Chaz Posted February 6, 2007 Posted February 6, 2007 Under the NYSE's listing standards (as approved by the SEC), issuers are required to obtain shareholder approval of material revisions to equity compensation plans. If a issuer wants to remove a minimum five year vesting schedule in a restricted stock plan to make no minimum vesting period required (so that "restricted" stock can be awarded that is immediately vested), is that a material revision requiring shareholder approval because the plan is now authorized to make a new form of award? Thanks.
Chaz Posted March 15, 2007 Author Posted March 15, 2007 Bueller? Bueller? Does anyone have any insight on this?

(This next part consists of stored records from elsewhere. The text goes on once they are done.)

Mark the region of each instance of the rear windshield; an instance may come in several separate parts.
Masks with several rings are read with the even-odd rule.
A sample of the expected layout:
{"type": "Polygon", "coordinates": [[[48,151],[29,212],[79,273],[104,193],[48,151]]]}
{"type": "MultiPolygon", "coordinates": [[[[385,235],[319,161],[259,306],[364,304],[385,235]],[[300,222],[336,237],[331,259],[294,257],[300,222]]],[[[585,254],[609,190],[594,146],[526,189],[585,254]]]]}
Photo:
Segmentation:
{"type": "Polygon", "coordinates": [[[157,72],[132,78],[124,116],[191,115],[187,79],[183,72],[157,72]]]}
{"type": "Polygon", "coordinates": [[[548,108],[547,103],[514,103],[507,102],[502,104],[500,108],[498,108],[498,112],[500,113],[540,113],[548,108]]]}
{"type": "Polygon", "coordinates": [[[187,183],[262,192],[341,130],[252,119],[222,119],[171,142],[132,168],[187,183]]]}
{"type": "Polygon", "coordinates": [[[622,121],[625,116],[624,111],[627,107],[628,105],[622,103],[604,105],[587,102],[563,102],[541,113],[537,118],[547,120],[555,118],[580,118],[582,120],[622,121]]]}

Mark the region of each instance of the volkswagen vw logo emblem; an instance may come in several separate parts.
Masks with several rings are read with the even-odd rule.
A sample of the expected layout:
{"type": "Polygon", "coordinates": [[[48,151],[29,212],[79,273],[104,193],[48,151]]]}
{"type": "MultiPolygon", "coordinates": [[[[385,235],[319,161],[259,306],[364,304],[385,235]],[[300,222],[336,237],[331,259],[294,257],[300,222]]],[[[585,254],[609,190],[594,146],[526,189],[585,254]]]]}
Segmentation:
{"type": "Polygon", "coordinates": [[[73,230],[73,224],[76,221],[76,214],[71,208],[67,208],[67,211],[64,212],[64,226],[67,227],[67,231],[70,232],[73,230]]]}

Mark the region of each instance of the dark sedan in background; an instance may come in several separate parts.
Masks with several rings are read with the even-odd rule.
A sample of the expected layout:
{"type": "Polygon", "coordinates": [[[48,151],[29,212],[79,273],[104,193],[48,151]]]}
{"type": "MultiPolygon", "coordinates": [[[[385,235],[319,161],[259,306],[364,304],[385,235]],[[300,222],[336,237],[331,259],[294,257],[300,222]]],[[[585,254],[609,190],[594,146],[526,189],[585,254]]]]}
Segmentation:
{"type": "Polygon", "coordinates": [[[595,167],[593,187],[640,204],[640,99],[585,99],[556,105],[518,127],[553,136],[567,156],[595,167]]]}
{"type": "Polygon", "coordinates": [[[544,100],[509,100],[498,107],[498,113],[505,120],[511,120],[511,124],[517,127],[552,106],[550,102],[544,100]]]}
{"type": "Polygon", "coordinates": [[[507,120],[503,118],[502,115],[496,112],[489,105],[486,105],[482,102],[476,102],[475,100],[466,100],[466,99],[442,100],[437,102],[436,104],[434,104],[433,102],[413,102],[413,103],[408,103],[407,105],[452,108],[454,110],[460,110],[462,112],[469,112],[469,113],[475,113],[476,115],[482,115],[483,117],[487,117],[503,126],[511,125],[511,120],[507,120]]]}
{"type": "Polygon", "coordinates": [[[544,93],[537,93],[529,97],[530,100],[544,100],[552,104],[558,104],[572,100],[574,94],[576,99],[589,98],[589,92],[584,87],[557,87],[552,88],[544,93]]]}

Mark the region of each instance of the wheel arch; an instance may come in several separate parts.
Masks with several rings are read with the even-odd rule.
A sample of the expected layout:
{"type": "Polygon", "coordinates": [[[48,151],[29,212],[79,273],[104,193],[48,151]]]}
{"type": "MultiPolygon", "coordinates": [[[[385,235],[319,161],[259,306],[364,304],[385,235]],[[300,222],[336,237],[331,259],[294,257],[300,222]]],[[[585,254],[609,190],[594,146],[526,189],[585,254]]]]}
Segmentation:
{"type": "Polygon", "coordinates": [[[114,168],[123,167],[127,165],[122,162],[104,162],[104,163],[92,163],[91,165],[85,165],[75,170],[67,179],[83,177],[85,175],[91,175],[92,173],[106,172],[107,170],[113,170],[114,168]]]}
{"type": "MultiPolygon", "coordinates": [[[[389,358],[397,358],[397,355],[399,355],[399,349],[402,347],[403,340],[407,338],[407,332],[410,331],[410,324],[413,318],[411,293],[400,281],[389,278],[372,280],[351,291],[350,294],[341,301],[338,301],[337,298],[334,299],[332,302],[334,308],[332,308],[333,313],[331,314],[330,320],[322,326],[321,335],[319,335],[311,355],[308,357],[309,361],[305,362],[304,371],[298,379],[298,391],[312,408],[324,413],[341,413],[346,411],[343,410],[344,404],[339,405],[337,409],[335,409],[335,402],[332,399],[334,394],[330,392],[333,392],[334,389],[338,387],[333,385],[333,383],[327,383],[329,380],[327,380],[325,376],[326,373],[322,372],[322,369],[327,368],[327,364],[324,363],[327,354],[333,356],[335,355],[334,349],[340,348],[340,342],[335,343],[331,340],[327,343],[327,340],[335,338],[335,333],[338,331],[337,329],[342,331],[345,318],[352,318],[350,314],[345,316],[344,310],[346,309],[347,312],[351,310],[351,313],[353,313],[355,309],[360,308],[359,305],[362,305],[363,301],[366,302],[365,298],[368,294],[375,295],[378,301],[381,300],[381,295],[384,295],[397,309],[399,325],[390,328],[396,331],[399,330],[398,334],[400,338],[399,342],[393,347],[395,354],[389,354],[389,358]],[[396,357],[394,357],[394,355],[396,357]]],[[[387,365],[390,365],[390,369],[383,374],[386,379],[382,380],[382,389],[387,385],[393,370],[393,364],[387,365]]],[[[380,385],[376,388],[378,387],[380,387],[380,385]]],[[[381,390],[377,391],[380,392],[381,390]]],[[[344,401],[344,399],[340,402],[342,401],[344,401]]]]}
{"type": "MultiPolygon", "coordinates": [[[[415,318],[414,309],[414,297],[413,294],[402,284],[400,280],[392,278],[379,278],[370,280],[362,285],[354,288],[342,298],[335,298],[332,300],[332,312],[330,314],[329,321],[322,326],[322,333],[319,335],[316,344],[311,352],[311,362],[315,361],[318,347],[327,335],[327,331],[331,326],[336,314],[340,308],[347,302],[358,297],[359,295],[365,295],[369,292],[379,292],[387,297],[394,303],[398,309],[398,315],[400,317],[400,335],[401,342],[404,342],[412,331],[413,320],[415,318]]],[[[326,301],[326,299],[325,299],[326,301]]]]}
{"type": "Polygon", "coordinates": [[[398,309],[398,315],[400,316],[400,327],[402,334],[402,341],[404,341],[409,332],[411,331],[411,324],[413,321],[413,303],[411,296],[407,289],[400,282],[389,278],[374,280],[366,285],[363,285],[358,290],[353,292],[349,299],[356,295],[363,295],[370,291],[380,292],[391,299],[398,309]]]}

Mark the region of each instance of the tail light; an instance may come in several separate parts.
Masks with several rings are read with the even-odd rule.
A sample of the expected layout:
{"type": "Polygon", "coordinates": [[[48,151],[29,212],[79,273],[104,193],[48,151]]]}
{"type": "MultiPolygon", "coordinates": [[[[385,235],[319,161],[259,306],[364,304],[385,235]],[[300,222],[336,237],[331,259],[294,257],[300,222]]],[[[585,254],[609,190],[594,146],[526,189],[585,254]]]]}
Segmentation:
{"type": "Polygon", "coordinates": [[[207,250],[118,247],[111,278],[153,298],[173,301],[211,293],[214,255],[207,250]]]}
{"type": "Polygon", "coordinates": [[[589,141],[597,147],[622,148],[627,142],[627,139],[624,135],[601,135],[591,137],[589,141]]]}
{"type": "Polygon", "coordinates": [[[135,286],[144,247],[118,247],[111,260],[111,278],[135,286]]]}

J Simmons Posted March 17, 2007 Posted March 17, 2007 What definition of "material revisions" does the SEC provide? Apart from needing to know that, removing the vesting requirement will result in more of the 'restricted' stock being awarded than if the vesting requirement is kept. This has the affect of diluting the percentages of other, existing shareholders more than the equity comp plan would as approved before the change. Given that a prime reason for the shareholder approval requirement is to protect the existing investments, I would think that you would need shareholder approval to make this change to eliminate the vesting requirement. Otherwise, it might be too easy to "Win Ben Stein's Money" John Simmons johnsimmonslaw@gmail.com Note to Readers: For you, I'm a stranger posting on a bulletin board. Posts here should not be given the same weight as personalized advice from a professional who knows or can learn all the facts of your situation.